Recently, concerns have been raised regarding the direct application of chlorhexidine on implant surfaces during the treatment of peri-implant inflammation, because it becomes adsorbed on the implants and exhibits strong cytotoxic effects to fibroblasts and osteoblasts that may prevent peri-implantitis healing. However, current preponderance of evidence supports that the long-term antimicrobial effect of the use of chlorhexidine significantly outweighs the comparatively brief period of cytotoxicity.

=== Antibiotic treatment ===
This approach is aiming to eliminate or at least significantly reduce the pathogens in the submucosal biofilm. An antibiotic targeting gram-negative anaerobic bacteria – e.g. metronidazole or ornidazole is administered during the last ten days of antiseptic treatment, allowing peri-implant infection to be treated successfully and remain stable. Reinfection is subsequently prevented by instituting prophylactic procedures. Alternatively, tetracycline periodontal fibers can be inserted locally for a period of ten days; this creates an environment of sustained high dose of the antimicrobial agent at the affected site for several days. Another method is to use minocycline microspheres in conjunction with mechanical debridement; this has shown to improve probing depths, but the treatment may have to be repeated in future.
Oral systemic antibiotic intake has not shown a permanent solution without adjunct therapy being mechanical and/or local application of doxycycline and 1% hydrogen peroxide.

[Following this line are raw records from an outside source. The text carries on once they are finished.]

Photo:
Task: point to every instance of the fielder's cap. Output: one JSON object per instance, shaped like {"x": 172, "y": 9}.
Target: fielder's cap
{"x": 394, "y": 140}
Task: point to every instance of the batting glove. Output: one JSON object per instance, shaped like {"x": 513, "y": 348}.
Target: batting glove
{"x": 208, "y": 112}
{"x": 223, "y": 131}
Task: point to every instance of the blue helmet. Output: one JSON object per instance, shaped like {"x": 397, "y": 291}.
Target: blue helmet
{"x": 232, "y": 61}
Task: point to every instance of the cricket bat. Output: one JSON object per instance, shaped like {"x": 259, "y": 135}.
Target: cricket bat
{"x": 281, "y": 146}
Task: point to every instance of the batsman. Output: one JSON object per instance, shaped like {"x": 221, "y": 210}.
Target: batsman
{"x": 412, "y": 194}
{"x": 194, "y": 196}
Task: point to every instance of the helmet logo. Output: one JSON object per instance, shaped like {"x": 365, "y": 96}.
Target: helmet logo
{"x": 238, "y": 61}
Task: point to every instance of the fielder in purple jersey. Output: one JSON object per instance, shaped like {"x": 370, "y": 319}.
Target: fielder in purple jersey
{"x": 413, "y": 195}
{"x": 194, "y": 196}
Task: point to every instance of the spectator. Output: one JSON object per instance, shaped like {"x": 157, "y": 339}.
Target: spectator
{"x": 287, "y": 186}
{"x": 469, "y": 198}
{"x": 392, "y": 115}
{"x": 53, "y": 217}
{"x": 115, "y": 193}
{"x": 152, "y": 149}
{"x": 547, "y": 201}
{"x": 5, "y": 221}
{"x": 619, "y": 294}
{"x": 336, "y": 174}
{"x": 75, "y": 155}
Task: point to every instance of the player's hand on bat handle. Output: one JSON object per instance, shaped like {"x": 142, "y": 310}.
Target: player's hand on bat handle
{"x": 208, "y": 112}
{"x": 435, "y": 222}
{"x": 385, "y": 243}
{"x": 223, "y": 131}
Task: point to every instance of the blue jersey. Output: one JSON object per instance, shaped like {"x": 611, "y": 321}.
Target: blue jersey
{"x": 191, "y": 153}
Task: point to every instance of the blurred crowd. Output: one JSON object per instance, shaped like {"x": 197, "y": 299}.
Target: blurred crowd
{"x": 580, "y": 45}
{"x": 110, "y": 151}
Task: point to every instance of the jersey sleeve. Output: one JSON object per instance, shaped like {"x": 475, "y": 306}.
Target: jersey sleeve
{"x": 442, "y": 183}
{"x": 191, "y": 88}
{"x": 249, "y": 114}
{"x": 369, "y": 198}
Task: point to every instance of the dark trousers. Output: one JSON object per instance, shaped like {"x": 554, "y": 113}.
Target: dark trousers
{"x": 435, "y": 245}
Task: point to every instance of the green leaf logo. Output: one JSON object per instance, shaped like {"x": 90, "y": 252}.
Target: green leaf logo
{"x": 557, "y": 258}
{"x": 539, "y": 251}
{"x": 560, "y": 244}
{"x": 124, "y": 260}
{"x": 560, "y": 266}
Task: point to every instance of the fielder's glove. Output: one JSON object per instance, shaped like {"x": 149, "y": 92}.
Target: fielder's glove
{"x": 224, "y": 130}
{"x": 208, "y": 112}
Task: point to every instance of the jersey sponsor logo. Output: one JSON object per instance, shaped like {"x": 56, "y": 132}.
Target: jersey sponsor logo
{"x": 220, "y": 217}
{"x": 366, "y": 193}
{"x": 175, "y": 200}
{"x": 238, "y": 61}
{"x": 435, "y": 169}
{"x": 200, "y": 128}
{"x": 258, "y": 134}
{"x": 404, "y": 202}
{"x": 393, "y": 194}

=== Surgical treatment ===
Surgical flap management with either (or both) resective and regenerative approaches is only considered if infection is controlled successfully. This treatment is used to restore the bony support through guided bone regeneration, or to reshape the peri-implant soft tissue. This also helps in comprehensive debridement and local decontamination of the affected implant. It is vital to consider the aesthetic and morphological characteristics of the peri-implant lesion when considering resective surgical techniques.

== Current research ==
Preventing peri-implantitis using Biomaterial strategies to prevent or eliminate initial bacterial attachment are currently being researched. These biomaterial strategies are aiming at suppressing or inhibiting bacterial colonization of implant surfaces in favor or host cells and tissues. Additionally, new studies suggest that implant-specific instruments need to be used that reduce peri-implant bacteria while maintaining the integrity of the surface of the implant. In contrast, if the implant surface is damaged by abrasive instruments, such as titanium brushes, titanium microparticles are released to the peri-implant environment that contribute to inflammation. Various combinations of strategies like antimicrobial surfaces and or delivery mechanisms coupled with methods to favor stable osseointegration and permucosal seal are being developed, these types of surfaces will be most effective in developing implants resistant to peri-implant disease.